Waived GED test fees will be ‘huge’ for Boyle Adult Ed
Kentucky residents will no longer pay to receive their GED, thanks to a change announced by Gov. Andy Beshear and Lt. Gov. Jacqueline Coleman on Tuesday.
All testing fees will now be waived for every Kentuckian seeking a General Educational Development certification, Beshear said. It’s expected to cost the Education and Workforce Development Cabinet around $600,000 annually to cover the GED fees, according to a news release from Beshear’s office. The price for all four parts of the GED certification had been $120.
“This state funding will remove one more barrier for Kentuckians and provide them one more opportunity to earn their GED — a critical piece to helping the more than 335,000 Kentuckians without a GED or high school diploma to participate in our workforce and thrive,” Beshear said.
In Boyle County, which has one of the state’s top-10 adult education programs, everyone already has the cost of their GED tests covered, said Al Crout, who heads up the program. But that’s thanks to a generous grant from the United Way and contributions from local individuals and businesses that cover the approximately $7,000 needed each year, he explained.

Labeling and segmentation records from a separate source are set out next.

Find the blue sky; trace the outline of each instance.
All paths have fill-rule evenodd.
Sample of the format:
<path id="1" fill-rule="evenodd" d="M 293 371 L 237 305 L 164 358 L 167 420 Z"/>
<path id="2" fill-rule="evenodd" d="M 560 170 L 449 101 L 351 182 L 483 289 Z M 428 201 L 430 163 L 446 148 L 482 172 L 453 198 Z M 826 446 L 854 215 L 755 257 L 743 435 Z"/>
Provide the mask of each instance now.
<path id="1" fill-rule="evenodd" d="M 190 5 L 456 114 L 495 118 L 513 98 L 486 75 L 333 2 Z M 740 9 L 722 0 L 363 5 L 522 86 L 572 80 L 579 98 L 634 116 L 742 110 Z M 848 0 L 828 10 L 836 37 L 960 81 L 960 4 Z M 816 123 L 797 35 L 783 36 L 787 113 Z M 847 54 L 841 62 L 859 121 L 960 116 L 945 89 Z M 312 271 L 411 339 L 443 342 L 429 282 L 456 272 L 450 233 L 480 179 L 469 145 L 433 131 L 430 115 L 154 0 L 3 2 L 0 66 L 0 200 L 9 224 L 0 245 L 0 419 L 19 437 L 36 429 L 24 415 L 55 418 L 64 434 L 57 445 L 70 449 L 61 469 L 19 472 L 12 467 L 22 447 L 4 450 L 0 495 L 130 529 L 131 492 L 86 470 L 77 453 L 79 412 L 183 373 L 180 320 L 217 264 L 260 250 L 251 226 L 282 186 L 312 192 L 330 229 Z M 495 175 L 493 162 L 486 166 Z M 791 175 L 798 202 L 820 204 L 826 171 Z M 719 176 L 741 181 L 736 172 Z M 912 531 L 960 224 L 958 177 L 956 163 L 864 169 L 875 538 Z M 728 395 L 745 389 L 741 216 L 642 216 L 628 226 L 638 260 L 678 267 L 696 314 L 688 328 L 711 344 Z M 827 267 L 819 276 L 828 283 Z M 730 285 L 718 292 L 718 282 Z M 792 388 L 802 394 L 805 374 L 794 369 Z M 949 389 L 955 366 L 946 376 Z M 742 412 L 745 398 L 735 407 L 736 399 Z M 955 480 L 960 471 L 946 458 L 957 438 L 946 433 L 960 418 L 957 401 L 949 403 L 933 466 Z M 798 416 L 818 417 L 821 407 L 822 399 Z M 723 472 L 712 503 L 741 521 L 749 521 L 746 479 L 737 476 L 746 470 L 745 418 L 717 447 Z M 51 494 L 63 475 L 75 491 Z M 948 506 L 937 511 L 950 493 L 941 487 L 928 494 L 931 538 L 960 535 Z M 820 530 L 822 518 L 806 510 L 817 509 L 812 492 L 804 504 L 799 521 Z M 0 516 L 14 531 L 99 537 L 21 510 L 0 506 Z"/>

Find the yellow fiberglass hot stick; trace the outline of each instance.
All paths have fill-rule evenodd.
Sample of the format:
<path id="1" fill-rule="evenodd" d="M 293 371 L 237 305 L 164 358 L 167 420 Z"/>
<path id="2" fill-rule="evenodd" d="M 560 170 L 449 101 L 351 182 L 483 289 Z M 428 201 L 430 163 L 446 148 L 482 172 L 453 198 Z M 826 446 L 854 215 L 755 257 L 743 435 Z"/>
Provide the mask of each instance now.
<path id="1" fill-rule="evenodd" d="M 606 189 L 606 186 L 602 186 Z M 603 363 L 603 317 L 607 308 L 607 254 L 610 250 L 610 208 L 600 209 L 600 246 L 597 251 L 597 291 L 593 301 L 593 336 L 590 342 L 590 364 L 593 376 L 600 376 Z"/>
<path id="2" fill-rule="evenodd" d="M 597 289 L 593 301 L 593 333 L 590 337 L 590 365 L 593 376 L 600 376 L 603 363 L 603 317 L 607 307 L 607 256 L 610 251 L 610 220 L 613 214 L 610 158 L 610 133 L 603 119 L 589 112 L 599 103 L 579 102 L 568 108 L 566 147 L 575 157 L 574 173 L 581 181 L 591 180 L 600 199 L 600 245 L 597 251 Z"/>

“We have, this year, approximately 75 people so far, so it will probably be close to 100 this school year” studying for their GED, he said. “… If they did not have the GED paid for, many of them would not be able to afford it.”
Crout said the Danville community “has been very receptive” to providing the funding necessary to make GED tests free, and “so far, we’ve been able to pay for everyone’s tests. But there’s no guarantee that would always be available.”
Now, Beshear’s new policy means Boyle County Adult Ed won’t need to fundraise and anyone interested in attaining their GED will know for sure going into the process that their testing fees will be covered.
“It’s huge. It’s a wonderful program that they’re starting,” Crout said, predicting the change would result in even greater numbers of people signing up to earn their GEDs. “… It may take a little time for people to have the information that it is free, but as soon as they do, I know that’s been a barrier for some and I think that we will see the numbers grow.”
Boyle County Adult Education is already one of the top programs in the state; it has already exceeded its goal for GED attainment set by the state, and there’s still half the school year left, Crout said.
He attributed the success to “great instructors” like Beth Leahey and Gail Jackson.
“I’ve been in education for nearly 30 years as a teacher, as a principal …” Crout said. “I know what a good instructor looks like. We’ve also been able to build a program that pinpoints student needs for a test. We don’t do a lot of re-teaching.”
More than half of Kentuckians who lack a GED or high-school diploma are not currently working, according to Beshear’s news release.
“By waiving GED testing fees, Kentuckians who are either unemployed or underemployed due to lack of education will now have access to the education needed to place them on a meaningful career pathway,” according to the release.
Boyle County Adult Education is the county’s local “Skills U” center, which already provides no-cost adult education services, such as GED test preparation. The program also provides help transitioning to post-secondary education and with job training, according to the release.
Kentucky requires a GED Ready Practice test to be taken prior to taking the GED exam. Crout said while the cost for taking that test is $24, that cost is already covered by the state.
For anyone interested in earning their GED, Crout said they can give him a call at (606) 922-6819 and set up an appointment to get registered and do some pre-testing. The length of time it takes to complete a GED varies based on the educational level of each individual, but on average it takes about three to four months.
“We’re just really excited about the possibility of having more students,” he said.